Cover Figure: RNA polymerase I, a potential therapeutic target for aggressive AML. See the article by Hein et al.

WASHINGTON, May 25, 2017 – Welcome to “This Week in Blood,” a weekly snapshot of the hottest studies from each week’s issue of Blood, the official journal of the American Society of Hematology (ASH), hand-picked by Blood Editor-in-Chief Bob Löwenberg, MD, PhD, and Deputy Editor Nancy Berliner, MD.

Identification of an HLA class I allele closely involved in the autoantigen presentation in acquired aplastic anemia
Zaimoku et al demonstrate that the functional loss of the HLA-B4002 class I allele is a common event in aplastic anemia, suggesting that this allele plays a major role in the immunopathobiology of the disease.

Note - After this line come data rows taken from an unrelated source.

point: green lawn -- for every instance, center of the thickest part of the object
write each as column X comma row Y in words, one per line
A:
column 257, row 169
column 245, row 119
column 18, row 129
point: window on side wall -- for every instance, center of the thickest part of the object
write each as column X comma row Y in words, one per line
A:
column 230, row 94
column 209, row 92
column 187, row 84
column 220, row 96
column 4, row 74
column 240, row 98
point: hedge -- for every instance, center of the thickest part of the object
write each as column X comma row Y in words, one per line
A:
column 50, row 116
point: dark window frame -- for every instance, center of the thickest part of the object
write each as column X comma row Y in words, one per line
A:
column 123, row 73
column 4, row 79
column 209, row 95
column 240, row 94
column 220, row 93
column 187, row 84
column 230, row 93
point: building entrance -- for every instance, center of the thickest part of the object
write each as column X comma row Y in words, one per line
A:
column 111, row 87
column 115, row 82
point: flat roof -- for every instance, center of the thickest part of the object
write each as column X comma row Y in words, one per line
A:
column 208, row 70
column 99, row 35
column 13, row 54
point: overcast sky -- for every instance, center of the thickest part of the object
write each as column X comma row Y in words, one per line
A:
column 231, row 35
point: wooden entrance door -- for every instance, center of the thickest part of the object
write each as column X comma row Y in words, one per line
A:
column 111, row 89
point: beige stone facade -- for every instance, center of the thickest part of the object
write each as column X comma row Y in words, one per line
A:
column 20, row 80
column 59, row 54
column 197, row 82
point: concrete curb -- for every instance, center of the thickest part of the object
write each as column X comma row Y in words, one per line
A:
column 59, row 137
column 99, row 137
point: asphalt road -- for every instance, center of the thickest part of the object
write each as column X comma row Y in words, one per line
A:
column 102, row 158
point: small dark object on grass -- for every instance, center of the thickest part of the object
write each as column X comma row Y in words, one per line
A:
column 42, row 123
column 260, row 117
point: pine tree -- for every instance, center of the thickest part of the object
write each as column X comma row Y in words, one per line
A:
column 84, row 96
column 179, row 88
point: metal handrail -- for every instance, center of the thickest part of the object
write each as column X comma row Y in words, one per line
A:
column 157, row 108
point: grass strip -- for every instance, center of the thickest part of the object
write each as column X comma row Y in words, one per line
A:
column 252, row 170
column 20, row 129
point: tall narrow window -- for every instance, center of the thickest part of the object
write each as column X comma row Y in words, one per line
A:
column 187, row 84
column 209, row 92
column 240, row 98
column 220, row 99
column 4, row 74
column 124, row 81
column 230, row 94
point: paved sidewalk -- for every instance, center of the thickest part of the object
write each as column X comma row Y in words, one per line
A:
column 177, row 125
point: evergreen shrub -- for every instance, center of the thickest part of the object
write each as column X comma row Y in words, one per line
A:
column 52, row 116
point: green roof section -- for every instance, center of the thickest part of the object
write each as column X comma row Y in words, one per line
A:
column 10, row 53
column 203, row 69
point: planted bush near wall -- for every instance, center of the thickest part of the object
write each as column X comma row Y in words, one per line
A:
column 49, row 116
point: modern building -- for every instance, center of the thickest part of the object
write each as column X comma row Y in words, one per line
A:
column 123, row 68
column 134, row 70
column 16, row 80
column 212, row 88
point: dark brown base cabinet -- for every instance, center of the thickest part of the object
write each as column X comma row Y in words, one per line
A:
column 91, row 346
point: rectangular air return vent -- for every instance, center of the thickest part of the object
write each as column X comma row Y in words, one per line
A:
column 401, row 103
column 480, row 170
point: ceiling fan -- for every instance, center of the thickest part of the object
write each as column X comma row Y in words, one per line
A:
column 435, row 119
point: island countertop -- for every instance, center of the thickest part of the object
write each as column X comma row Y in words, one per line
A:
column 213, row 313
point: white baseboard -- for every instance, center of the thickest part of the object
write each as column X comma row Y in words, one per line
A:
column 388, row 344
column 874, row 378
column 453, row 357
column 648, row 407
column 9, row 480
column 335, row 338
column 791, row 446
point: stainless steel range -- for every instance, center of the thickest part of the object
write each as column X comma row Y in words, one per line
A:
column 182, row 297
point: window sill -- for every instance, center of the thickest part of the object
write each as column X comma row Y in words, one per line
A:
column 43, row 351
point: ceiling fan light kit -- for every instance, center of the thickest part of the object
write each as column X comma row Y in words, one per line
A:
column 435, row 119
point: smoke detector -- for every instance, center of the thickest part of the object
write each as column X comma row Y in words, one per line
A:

Reticular dysgenesis: international survey on clinical presentation, transplantation, and outcome
Hoeing and colleagues advance our understanding of the clinical presentation and treatment for reticular dysgenesis, a unique subtype of severe combined immunodeficiency.

Inhibition of Pol I transcription treats murine and human AML by targeting the leukemia-initiating cell population
This preclinical study demonstrates the remarkable therapeutic potential of RNA polymerase I (Pol I) inhibition in acute myeloid leukemia (AML).

Platelet CD36 promotes thrombosis by activating redox sensor ERK5 in hyperlipidemic conditions
The authors identify ERK5 as a key signaling molecule associated with platelet hyperreactivity in hyperlipidemia.

Plasmin and plasminogen induce macrophage reprogramming and regulate key steps of inflammation resolution via annexin A1
This study reveals a key role for the plasmin system in the resolution of acute inflammation whereby plasminogen/plasmin (Plg/Pla) induce macrophage polarization and the anti-inflammatory effects of Plg/Pla are mediated via the protein annexin A1.

Introduction to a series of reviews on clinical platelet disorders
Introduced by José López and Nancy Berliner, this series of review articles provides an21/ up-to-date examination of several clinical platelet disorders that often perplex clinicians because of their difficulty in diagnosis or complexity in therapy.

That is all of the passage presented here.